Discriminability objective for training descriptive captions

This is the implementation of paper Discriminability objective for training descriptive captions.

Requirements

Python 2.7 (because there is no coco-caption version for python 3)

PyTorch 1.0 (along with torchvision)

java 1.8 for (coco-caption)

Downloads

Clone the repository

git clone --recursive https://github.com/ruotianluo/DiscCaptioning.git

Data split

In this paper we use the data split from Context-aware Captions from Context-agnostic Supervision. It's different from standard karpathy's split, so we need to download different files.

Download link: Google drive link

To train on your own, you only need to download dataset_coco.json, but it's also suggested to download cocotalk.json and cocotalk_label.h5 as well.
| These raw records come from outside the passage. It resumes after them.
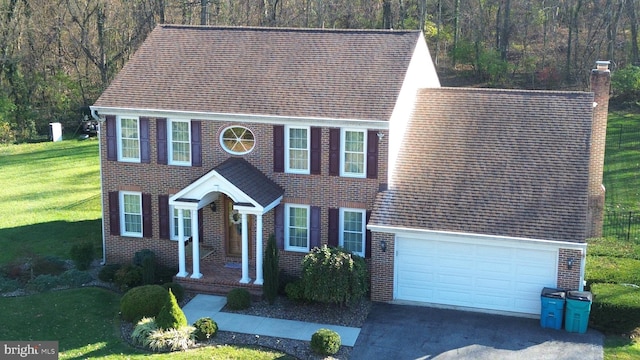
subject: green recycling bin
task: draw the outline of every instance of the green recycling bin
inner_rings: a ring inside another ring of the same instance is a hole
[[[564,329],[584,334],[589,325],[593,295],[589,291],[567,291]]]
[[[565,291],[543,288],[540,294],[540,326],[560,330],[564,318]]]

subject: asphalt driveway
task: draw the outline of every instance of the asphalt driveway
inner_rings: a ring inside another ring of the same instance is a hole
[[[351,359],[601,360],[602,343],[536,319],[374,303]]]

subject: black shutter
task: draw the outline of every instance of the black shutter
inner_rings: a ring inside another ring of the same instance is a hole
[[[153,237],[153,214],[151,213],[151,195],[142,194],[142,236]]]
[[[278,249],[284,249],[284,205],[278,205],[273,209],[275,223],[275,237]]]
[[[158,147],[158,164],[167,165],[167,119],[156,119],[156,146]]]
[[[113,115],[107,115],[107,160],[118,160],[118,126],[116,124],[116,117]]]
[[[311,217],[309,218],[311,229],[309,232],[309,249],[320,247],[320,207],[311,207]]]
[[[371,218],[371,210],[367,210],[367,222],[366,224],[369,223],[369,219]],[[371,230],[366,230],[366,224],[365,224],[365,242],[364,242],[364,257],[366,258],[370,258],[371,257],[371,240],[372,240],[372,234],[371,234]]]
[[[204,209],[204,208],[203,208]],[[204,212],[203,209],[198,210],[198,239],[200,239],[200,244],[203,243],[203,231],[204,231]]]
[[[311,174],[320,175],[322,162],[322,129],[311,128]]]
[[[140,118],[140,162],[151,162],[151,142],[149,141],[149,118]]]
[[[120,235],[120,193],[109,192],[109,230],[111,235]]]
[[[202,122],[191,120],[191,166],[202,166]]]
[[[329,129],[329,175],[340,176],[340,129]]]
[[[284,126],[273,126],[273,172],[284,172]]]
[[[329,246],[340,245],[340,210],[329,209]]]
[[[367,178],[378,177],[378,132],[369,130],[367,133]]]
[[[158,195],[158,225],[160,227],[160,239],[171,238],[171,215],[169,214],[169,196]]]

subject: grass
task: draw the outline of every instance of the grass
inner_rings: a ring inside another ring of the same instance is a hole
[[[0,265],[24,256],[68,259],[90,241],[100,255],[101,202],[95,140],[0,145]],[[81,288],[0,297],[0,339],[58,341],[60,359],[287,359],[251,346],[150,354],[120,337],[121,295]]]
[[[609,113],[603,183],[609,210],[640,210],[640,116]]]

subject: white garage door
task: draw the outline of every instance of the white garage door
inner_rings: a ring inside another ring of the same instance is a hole
[[[398,237],[395,298],[540,315],[557,250]]]

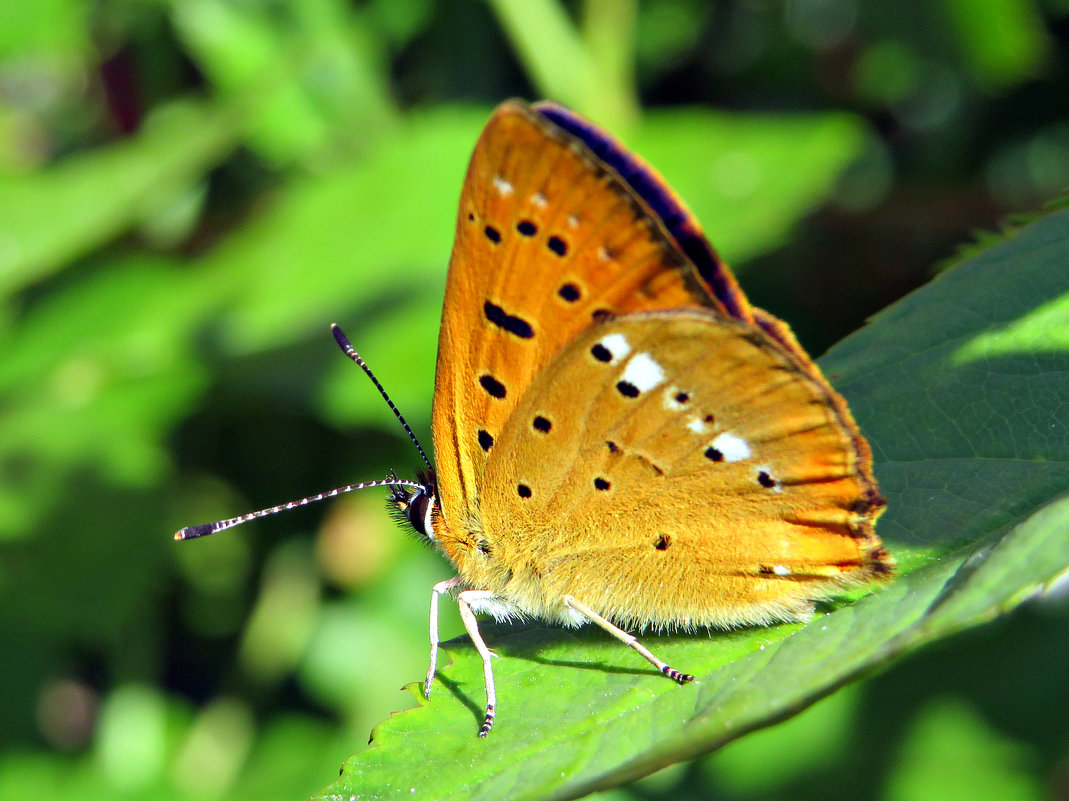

If you want to run pretrained model, you have to download all three files.

coco-caption

cd coco-caption
bash ./get_stanford_models.sh
cd annotations
# Download captions_val2014.json from the google drive link above to this folder
cd ../../

The reason why we need to replace the captions_val2014.json is because the original file can only evaluate images from the val2014 set, and we are using rama's split.

Pre-computed feature

In this paper, for retrieval model, we use outputs of last layer of resnet-101. For captioning model, we use the bottom-up feature from https://arxiv.org/abs/1707.07998.

The features can be downloaded from the same link, and you need to compress them to data/cocotalk_fc and data/cocobu_att respectively.

Pretrained models.

Download pretrained models from link. Decompress them into root folder.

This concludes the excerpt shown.